Less than a year after vehicle taxes were slashed by a remarkable 50%, which created an almost euphoric environment for the motor industry, the situation has almost made a U-turn. Studies showed that in 2010 vehicle imports roared up by an impressive 215% to Rs. 117 billion from a mere Rs. 37 billion in 2009.
Unsurprisingly, the demand for small vehicles is robust with over 12,000 cars with 1,000 cc or less engine capacity imported last year. In terms of quantity, imported motorcycles and auto trishaws surpassed all other types of vehicles. Each year Sri Lanka imports over 100,000 motorcycles but in 2010 this grew by a whopping 97% with imports topping 200,000 for the first time in history.
Trishaw imports of 40,000 grew by 194% to record over 80,000 vehicles and the diesel trishaw market, which is seeing increased popularity, recorded a phenomenal growth rate of 427%. The latter of course grew from a low base of just 1,000 trishaws in 2009 to over 7,000 in 2010. Therefore, it is fair to term the situation as getting slightly out of control. Sri Lankan roads are ill-equipped to handle the massive surge of vehicles resulting in road safety and this was cited as one reason for the increase in duty.
Another point is that the Government is in need of extra revenue due to the high food and oil prices in the global market. Whether increased duty on vehicle imports was the most constructive way to gain extra revenue is still an open question since most middle income families aspiring to a vehicle will feel disappointed by this measure. Also there is a strong clamp down on hybrids that will create consternation to a public that views it as both an environmental friendly and money-saving option.
Around 3,000 hybrids are reported to have been imported within the last two months – a strong jump from the 426 recorded for 2010. However, the brakes have been applied for this with engine capacities less than 2,000 cc hitting taxes of almost 50%. Hybrids between 2,000 cc to 3,000 cc will see total duties reach nearly 75% and vehicles above 3,000 cc to 100%. In addition the excise duty on small hybrids was raised by 8% but total duties will increase by a large amount when added.
Even though the Government has stated that no cars older that two years can be imported for environmental reasons, it is obvious that if the taxes remained low then people would be naturally inclined to opt for newer models or hybrids since maintenance and fuel efficiency would be better.

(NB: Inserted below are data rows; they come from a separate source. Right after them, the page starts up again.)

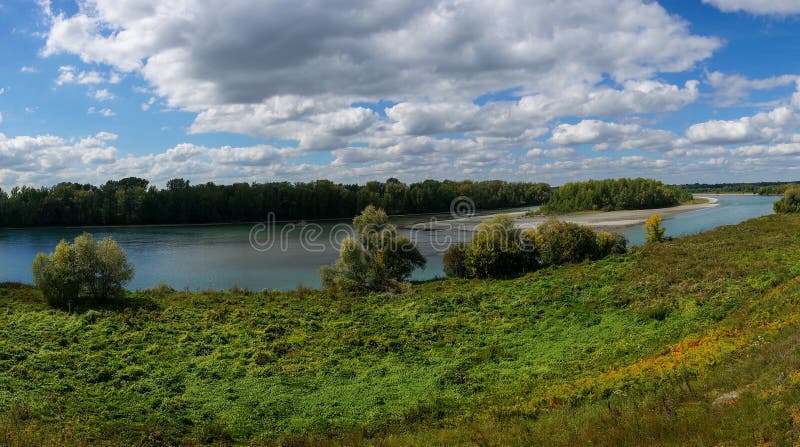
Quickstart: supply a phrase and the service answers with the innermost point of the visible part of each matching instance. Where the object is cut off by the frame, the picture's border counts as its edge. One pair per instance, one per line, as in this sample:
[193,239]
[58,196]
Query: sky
[354,90]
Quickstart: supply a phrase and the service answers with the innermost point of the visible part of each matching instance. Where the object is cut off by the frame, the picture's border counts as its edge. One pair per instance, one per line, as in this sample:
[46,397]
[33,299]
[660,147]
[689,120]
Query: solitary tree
[652,226]
[377,258]
[83,271]
[790,203]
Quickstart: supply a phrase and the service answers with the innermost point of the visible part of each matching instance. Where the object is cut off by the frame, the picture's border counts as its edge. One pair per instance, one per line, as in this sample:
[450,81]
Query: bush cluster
[614,194]
[790,203]
[82,272]
[376,259]
[499,250]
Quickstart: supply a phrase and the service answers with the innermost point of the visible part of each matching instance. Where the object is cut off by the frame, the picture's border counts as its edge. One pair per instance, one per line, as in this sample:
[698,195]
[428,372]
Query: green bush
[496,250]
[610,243]
[454,261]
[376,259]
[790,203]
[614,194]
[82,272]
[654,229]
[560,242]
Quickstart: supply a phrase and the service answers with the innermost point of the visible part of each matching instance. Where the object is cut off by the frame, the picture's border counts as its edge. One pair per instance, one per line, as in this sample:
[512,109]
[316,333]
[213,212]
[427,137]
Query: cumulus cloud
[605,134]
[390,88]
[761,127]
[103,95]
[293,70]
[732,89]
[758,7]
[103,112]
[68,74]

If the Government is interested in protecting the environment and creating better living standards for the average person, then this is possibly the worst step that it could have taken.
If the Government needs revenue, then there are better ways to manage public expenditure rather than increasing vehicle taxes. Moreover, this move comes after 220 Members of Parliament have made use of their duty free permits. Public servants may have this option, but there are many others who aspire to the privilege of owning a car. Increasing the comforts of public transport as a way to reduce private vehicles on the road would be a better option rather than controlling vehicle imports, which are a short-term effort at best.